Unraveling of gatekeeper concept may not be bad
Unraveling of gatekeeper concept may not be bad
By Elizabeth Gallup, MD, JD, MBA
The advent of managed care brought with it a new role for the primary care physician: gatekeeper of health care services. Now managed care is backpedaling from the gatekeeper concept and defining a new role for primary care physicians: care manager. The difference is significant, and the transition makes sense. Primary care doctors, as well as specialists, should rejoice at this change occurring within most managed care organizations throughout the county. Primary care doctors are removed from the perceived role of being in charge of the HMO gate opening or closing. They no longer have to adhere to guidelines developed with little or no input from them.
Managed care plans typically define a gatekeeper as a physician whose approval is required before a patient can access specialists or hospital services. The rationale for the gatekeeper model was to decrease the performance of unnecessary tests, procedures, or referrals, which would theoretically decrease expenses. The primary care physician was designated as the gatekeeper because it was thought that the primary care physician, as a physician trained to diagnose and treat a broad spectrum of disease entities, was in the best position to determine the patient’s needs.
However valid the rationale of the gatekeeper model was in theory, many managed care plans are now discontinuing its use because it doesn’t "wash" practically or politically. One thing is certain: The gatekeeper model has contributed to the erosion of the physician-patient relationship, and the consumer backlash is fierce. Under the gatekeeper system, patients question whether their interests are uppermost in the minds of their physicians or the priorities of their health plans. Patients also worry about whether their physician is truly the gatekeeper of medical decisions, or if this power lies in the hands of case managers employed by managed care organizations.
Enrollees saw the guidelines and protocols of HMOs and MCOs as having the greatest influence on medical decision making, rather than their own doctor’s knowledge and judgment. Typically, these protocols are communicated to the practicing physician by dictate via a nonclinical person on the other end of a phone line. This process alienates the physician, as well as the patient. Moreover, recent research indicates that the gatekeeper model does not really hold down costs because most primary care physician requests for authorization for procedures or referrals are granted. A case in point is California-based PacifiCare, which last year initiated a system guaranteeing referrals to a select number of specialists within 24 hours (see related story, p. 170).
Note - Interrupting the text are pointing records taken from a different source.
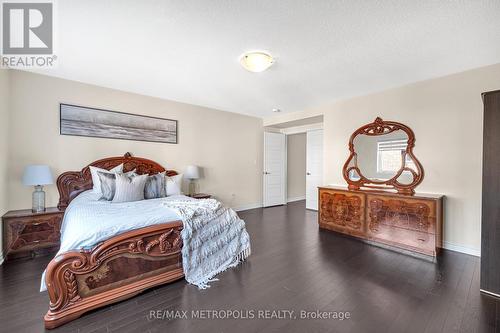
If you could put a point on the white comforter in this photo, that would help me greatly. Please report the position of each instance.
(88, 221)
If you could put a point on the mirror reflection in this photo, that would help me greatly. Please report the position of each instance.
(380, 157)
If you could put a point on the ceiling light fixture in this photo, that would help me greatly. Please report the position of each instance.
(256, 61)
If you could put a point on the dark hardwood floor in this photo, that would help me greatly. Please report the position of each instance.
(294, 266)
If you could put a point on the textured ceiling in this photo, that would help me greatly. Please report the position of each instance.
(188, 51)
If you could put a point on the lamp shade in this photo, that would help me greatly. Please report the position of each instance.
(37, 175)
(192, 172)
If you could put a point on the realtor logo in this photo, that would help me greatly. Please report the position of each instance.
(27, 29)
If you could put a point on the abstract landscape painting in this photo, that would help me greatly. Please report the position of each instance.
(83, 121)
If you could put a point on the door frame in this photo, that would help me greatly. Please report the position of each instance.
(284, 171)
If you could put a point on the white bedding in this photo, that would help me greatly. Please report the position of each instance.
(89, 221)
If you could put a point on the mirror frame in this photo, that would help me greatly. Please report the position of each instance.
(381, 127)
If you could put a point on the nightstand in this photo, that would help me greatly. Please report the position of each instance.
(200, 196)
(26, 234)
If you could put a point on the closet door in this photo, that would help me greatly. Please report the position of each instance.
(274, 169)
(314, 167)
(490, 230)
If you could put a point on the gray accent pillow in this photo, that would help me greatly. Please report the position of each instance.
(108, 183)
(155, 186)
(129, 188)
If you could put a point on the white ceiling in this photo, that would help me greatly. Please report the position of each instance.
(326, 50)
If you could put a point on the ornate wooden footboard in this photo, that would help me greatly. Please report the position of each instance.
(118, 268)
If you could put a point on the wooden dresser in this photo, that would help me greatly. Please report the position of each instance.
(26, 234)
(412, 223)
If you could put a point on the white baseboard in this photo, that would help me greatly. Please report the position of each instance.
(247, 207)
(296, 199)
(462, 249)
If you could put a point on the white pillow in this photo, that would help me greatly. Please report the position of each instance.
(174, 185)
(95, 176)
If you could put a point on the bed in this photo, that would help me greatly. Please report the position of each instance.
(120, 266)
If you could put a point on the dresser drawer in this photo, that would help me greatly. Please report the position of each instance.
(411, 214)
(342, 212)
(404, 238)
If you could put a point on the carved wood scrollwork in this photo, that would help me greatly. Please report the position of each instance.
(381, 127)
(70, 184)
(153, 241)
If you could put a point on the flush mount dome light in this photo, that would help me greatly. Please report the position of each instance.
(256, 61)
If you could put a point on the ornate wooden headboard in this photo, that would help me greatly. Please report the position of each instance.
(70, 184)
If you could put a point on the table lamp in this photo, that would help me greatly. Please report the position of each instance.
(37, 175)
(192, 173)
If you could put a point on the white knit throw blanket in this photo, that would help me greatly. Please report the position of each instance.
(214, 239)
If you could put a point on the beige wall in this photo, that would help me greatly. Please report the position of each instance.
(4, 141)
(296, 165)
(446, 116)
(227, 146)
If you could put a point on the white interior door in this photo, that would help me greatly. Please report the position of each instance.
(314, 167)
(274, 169)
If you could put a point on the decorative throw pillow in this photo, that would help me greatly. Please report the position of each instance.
(129, 188)
(155, 186)
(108, 184)
(174, 185)
(95, 177)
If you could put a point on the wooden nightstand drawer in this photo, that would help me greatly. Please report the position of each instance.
(26, 232)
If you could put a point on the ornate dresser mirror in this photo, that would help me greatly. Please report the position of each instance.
(381, 157)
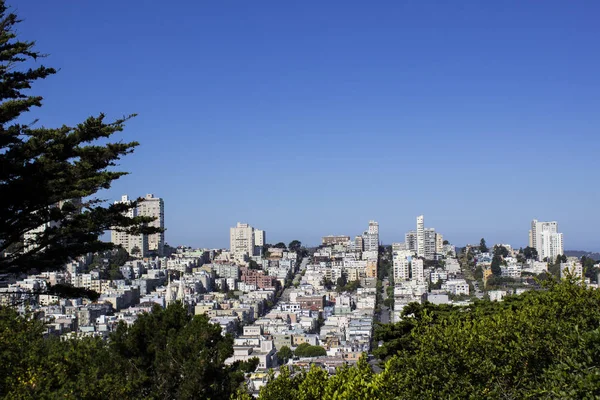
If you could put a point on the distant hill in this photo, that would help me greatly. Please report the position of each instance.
(579, 253)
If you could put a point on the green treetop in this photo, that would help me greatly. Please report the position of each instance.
(49, 176)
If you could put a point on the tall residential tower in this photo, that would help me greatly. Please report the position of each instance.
(546, 239)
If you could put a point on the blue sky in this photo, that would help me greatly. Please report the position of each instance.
(311, 118)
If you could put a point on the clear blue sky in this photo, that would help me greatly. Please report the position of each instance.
(311, 118)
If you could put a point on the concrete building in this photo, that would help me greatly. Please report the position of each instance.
(420, 236)
(401, 265)
(154, 207)
(416, 267)
(259, 238)
(371, 237)
(425, 242)
(244, 240)
(546, 239)
(136, 245)
(332, 240)
(571, 267)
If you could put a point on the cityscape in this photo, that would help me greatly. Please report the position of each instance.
(278, 300)
(299, 200)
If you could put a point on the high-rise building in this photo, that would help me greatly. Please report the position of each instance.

Thus, HMOs and MCOs are now moving away from the gatekeeper model and toward the care manager model, which allows primary care physicians to practice medicine in a way that reflects their training. Even when they refer patients to experts trained in other areas, primary care physicians remain in contact with the patient, managing the overall care of the patient while the specialist provides his or her care. Along the continuum of care, the primary care physician continues to coordinate the care provided by specialists, and makes sure the specialists communicate with each other and maintain the relationship with the patient. This model has been shown to decrease duplication of procedures, decrease the rate of performance of unnecessary procedures, and increase overall patient satisfaction.
It is appropriate for the primary care physician to be the manager of care. The training of a primary care physician prepares him or her to care for a vast array of illnesses and conditions, but not all of them. To provide the best care requires primary care doctors’ referral to specialists who are, as their name implies, specially trained to deliver care for a narrow spectrum of illness. The team effort of all physicians, with the primary care physician coordinating the efforts, promises to be the vehicle to provide the most comprehensive care to the patient in the most efficient manner.